Ivana Kobilca, Ironing Women [Public Domain], via Wikimedia Commons |
I mean, it was bad enough when "self-help" meant taking baths with candles, drinking herbal tea, writing things down, and talking everything over with a therapist. But it turns out we didn't know the half of it. Who knew the main advice for a better life in the new millennium would be Problems With Work? Work Harder!
It's revolting. First we have things like this Thomas Friedman opinion piece, which, like so much garbage these days, argues that because of the changes in the way "jobs" are compensated and created, people should become their own job creators.
Here Friedman is particularly talking about education, and how it needs to teach students to be innovators -- so they can create their own jobs. Nothing against creativity, guys, but it's ridiculous and offensive to think that this is a scheme that makes sense for the majority of people. I mean, seriously? The ability to network, out-think your friends, amass capital, and show off the result at SXSW should not be requirements for a basic life existence. That is nuts.
Then, too -- even though this case is more complex -- the return of the Millennial Work Ethic seems to be at least one facet of Sandberg's Lean-In theory of feminism: that to succeed as a woman with a career, you must push harder at work just at the moments -- as, when you're first having children -- you might think of stepping back a bit.
Yes, Virginia, the solution to too much work is to just, you know, work harder.
But the thing that pushed me over the brink was this article in the New York Times about "giving" in the workplace.
Did you see it? Let me refresh your memory. The article focuses on Professor Adam Grant, the youngest-tenured and highest-rated professor at Wharton Business School who ... well let's just say he's just a guy who can't say no.
His research -- massively prolific and hugely rewarded -- has to do with "giving" in the workplace. His idea is that people are motivated by the rewards of giving. Because he practices what he preaches, the people he can't say no to are his students and basically any one around who wants advice, an introduction, a letter of reference, more advice and what have you.
It sounds nice, doesn't it? Like someone eager to help. But it's creepy.

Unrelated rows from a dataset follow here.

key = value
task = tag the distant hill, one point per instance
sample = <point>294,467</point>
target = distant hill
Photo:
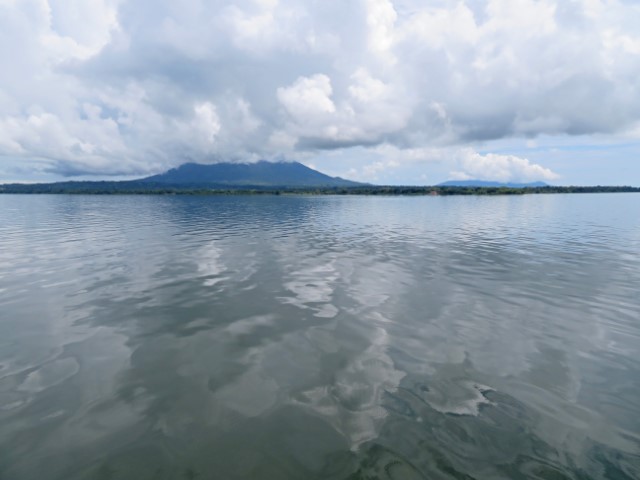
<point>259,174</point>
<point>482,183</point>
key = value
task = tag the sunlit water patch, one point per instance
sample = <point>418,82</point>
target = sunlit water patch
<point>155,337</point>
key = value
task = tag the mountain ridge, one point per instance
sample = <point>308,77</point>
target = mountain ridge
<point>259,174</point>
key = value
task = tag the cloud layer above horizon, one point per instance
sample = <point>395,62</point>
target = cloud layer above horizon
<point>117,87</point>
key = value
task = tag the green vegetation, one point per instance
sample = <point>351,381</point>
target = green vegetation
<point>148,188</point>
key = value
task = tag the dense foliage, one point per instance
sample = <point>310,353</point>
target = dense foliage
<point>145,188</point>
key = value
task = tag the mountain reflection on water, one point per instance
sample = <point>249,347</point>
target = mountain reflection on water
<point>149,337</point>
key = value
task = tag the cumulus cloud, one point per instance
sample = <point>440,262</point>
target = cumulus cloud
<point>503,168</point>
<point>124,87</point>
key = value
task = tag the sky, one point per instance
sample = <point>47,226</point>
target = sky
<point>382,91</point>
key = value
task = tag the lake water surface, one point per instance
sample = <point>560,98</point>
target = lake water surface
<point>157,337</point>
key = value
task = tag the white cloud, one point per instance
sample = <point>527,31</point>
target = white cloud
<point>504,168</point>
<point>116,86</point>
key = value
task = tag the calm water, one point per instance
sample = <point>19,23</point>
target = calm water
<point>319,337</point>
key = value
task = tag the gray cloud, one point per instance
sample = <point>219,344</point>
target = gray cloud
<point>116,87</point>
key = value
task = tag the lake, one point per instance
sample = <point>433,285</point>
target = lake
<point>302,337</point>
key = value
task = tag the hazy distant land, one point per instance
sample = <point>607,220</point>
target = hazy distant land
<point>276,178</point>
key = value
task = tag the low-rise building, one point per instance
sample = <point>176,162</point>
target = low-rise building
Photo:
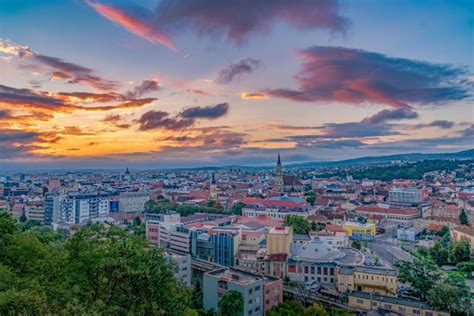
<point>259,292</point>
<point>381,281</point>
<point>388,304</point>
<point>361,231</point>
<point>465,233</point>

First of all, it's one thing to take some powerful people with good jobs and point out to them the benefits of giving (and thus perhaps cooperation, though that word doesn't come up). It's another thing entirely to take a bunch of people at a call center and motivate them to work harder by showing them how their work is helping someone, and it's yet another thing altogether to show that bookstore employees who donated money to a fund felt more attached to the company than people who didn't.

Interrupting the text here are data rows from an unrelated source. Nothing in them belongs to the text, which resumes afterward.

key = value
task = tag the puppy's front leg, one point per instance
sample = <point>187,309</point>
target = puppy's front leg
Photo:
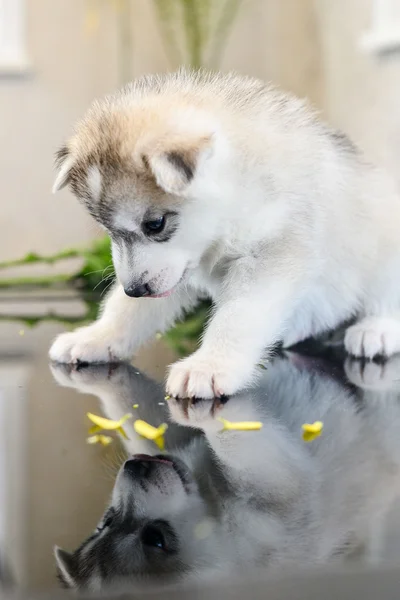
<point>124,325</point>
<point>250,316</point>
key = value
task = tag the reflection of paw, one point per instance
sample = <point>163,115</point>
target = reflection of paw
<point>206,376</point>
<point>374,336</point>
<point>92,344</point>
<point>90,379</point>
<point>196,413</point>
<point>374,376</point>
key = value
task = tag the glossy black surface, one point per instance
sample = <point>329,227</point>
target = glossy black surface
<point>334,500</point>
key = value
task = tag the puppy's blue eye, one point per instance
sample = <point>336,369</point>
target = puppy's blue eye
<point>154,226</point>
<point>107,521</point>
<point>152,536</point>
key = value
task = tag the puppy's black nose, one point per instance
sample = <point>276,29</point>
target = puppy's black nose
<point>138,291</point>
<point>138,468</point>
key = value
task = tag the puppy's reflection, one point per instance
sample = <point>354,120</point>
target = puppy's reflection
<point>227,502</point>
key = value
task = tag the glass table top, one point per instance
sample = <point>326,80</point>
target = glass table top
<point>214,502</point>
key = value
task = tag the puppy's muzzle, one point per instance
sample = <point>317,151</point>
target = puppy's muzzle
<point>138,291</point>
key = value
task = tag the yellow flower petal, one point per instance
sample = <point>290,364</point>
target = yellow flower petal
<point>121,431</point>
<point>148,431</point>
<point>241,426</point>
<point>108,423</point>
<point>315,427</point>
<point>104,440</point>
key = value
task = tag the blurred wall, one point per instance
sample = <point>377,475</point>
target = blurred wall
<point>361,89</point>
<point>69,67</point>
<point>75,50</point>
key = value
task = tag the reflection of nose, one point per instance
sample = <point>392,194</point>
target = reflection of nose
<point>138,291</point>
<point>137,468</point>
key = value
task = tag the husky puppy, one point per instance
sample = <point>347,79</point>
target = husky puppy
<point>217,185</point>
<point>231,503</point>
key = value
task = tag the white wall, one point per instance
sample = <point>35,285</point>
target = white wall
<point>69,67</point>
<point>361,89</point>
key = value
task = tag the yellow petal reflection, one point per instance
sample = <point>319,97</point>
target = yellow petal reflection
<point>241,425</point>
<point>312,430</point>
<point>104,440</point>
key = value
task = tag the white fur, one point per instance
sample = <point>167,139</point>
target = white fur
<point>287,231</point>
<point>62,175</point>
<point>94,182</point>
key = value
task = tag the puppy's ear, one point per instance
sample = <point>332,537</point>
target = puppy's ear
<point>65,567</point>
<point>174,167</point>
<point>64,163</point>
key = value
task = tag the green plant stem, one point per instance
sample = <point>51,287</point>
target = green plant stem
<point>32,258</point>
<point>41,281</point>
<point>166,10</point>
<point>193,33</point>
<point>224,24</point>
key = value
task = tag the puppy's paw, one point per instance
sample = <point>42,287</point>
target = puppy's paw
<point>374,336</point>
<point>92,344</point>
<point>207,376</point>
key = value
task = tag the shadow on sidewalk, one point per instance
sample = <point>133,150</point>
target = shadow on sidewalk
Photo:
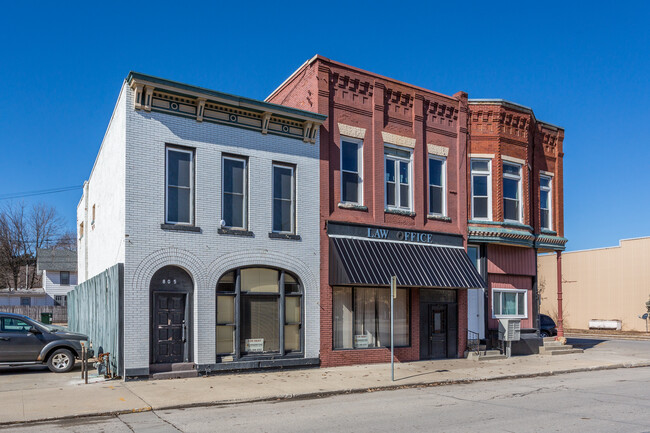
<point>421,374</point>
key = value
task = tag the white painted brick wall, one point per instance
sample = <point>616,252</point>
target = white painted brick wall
<point>128,227</point>
<point>106,190</point>
<point>52,283</point>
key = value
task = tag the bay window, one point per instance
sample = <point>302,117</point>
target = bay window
<point>509,303</point>
<point>398,178</point>
<point>234,197</point>
<point>437,185</point>
<point>545,202</point>
<point>481,189</point>
<point>362,317</point>
<point>351,176</point>
<point>179,185</point>
<point>512,209</point>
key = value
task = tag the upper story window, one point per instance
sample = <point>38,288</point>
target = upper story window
<point>235,186</point>
<point>437,185</point>
<point>545,189</point>
<point>284,199</point>
<point>481,189</point>
<point>179,182</point>
<point>397,164</point>
<point>351,175</point>
<point>512,192</point>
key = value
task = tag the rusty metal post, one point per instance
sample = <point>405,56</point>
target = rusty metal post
<point>560,321</point>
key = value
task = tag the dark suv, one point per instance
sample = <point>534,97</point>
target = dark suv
<point>24,341</point>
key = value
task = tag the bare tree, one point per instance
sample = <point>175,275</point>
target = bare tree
<point>12,257</point>
<point>23,231</point>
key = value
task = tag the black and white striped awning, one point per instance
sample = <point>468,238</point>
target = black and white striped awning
<point>366,262</point>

As the reporter points out, it's a manager's wet dream: motivate your employees to do more underpaid annoying difficult work not by increasing their well-being or even by making their work more meaningful but by making their work seem more meaningful. And it costs nothing.

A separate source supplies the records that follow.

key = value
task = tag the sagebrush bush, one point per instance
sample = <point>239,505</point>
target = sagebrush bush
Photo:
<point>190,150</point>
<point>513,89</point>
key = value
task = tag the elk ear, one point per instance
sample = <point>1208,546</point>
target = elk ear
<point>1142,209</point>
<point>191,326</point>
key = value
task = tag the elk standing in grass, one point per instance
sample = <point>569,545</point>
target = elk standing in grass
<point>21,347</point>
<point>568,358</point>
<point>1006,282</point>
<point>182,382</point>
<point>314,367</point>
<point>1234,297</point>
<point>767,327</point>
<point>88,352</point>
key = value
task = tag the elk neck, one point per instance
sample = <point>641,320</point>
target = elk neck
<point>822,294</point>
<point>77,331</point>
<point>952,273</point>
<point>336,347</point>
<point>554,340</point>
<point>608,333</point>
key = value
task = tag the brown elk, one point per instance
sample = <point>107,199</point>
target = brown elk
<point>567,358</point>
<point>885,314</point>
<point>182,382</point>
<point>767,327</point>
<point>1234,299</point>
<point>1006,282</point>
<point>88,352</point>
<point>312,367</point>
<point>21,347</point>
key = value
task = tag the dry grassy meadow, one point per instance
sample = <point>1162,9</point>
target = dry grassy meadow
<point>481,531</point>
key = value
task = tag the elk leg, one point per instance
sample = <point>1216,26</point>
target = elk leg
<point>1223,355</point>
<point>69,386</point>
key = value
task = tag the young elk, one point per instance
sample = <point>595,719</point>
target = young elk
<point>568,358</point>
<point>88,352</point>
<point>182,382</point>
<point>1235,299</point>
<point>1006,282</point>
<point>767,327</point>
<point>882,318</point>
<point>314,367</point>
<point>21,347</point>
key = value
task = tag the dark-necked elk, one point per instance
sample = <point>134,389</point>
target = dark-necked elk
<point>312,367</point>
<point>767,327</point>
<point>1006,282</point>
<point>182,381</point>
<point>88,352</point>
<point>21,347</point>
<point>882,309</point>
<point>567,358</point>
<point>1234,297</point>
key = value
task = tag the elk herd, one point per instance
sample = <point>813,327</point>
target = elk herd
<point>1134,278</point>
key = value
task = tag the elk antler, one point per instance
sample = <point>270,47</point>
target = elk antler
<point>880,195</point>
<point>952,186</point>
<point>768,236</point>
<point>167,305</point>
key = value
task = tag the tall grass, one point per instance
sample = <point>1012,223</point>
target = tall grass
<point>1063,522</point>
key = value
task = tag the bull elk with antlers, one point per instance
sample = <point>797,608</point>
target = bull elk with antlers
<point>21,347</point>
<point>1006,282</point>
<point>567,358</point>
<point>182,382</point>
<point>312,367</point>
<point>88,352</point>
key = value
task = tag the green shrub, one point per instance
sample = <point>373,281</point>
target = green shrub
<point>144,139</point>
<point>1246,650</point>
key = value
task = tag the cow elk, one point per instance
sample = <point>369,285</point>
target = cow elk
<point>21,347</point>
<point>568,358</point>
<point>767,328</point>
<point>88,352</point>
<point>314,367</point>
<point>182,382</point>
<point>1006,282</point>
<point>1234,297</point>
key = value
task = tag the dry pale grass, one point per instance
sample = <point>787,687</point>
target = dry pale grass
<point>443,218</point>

But even worse is the way "giving" really means doing stuff for people who are in your little business world.
In the best part of the story, the reporter tries out the credo of giving, starting with sending emails offering to help people:
The first time I exchanged those e-mails, I usually felt good; after the second exchange on a given topic, I thought perhaps I had done my duty. But I noticed that every offer of help I initiated or granted engendered four or five e-mails, at the end of which I sometimes felt surly and behind on my work — and then guilty for feeling that way. Worse, those exchanges often even ended with the person on the other end wanting to meet for coffee. Coffee! Now I struggled to find a way to say, gracefully, that there was no way I could meet for coffee — not this week or next or the week after that, because there are only so many hours in the day, and if I do not get home in time to make dinner, my children will dine on Pirate’s Booty and Smarties, which would not make me feel helpful or productive or good.
Why doesn't Professor Grant have this problem? Duh: he has a wife who takes care of the kids and the home full time.
The article says Grant is "devoted" to his family: "he has dinner most nights at home and takes his daughter to a preschool activity on many afternoons. But he also works at least one full day on the weekend, as well as six evenings a week, often well past 11."
So now "having dinner most nights at home" then going immediately back to work is "devoted to the family"?
As the great Ninotchka said, "It won't be long now, comrades."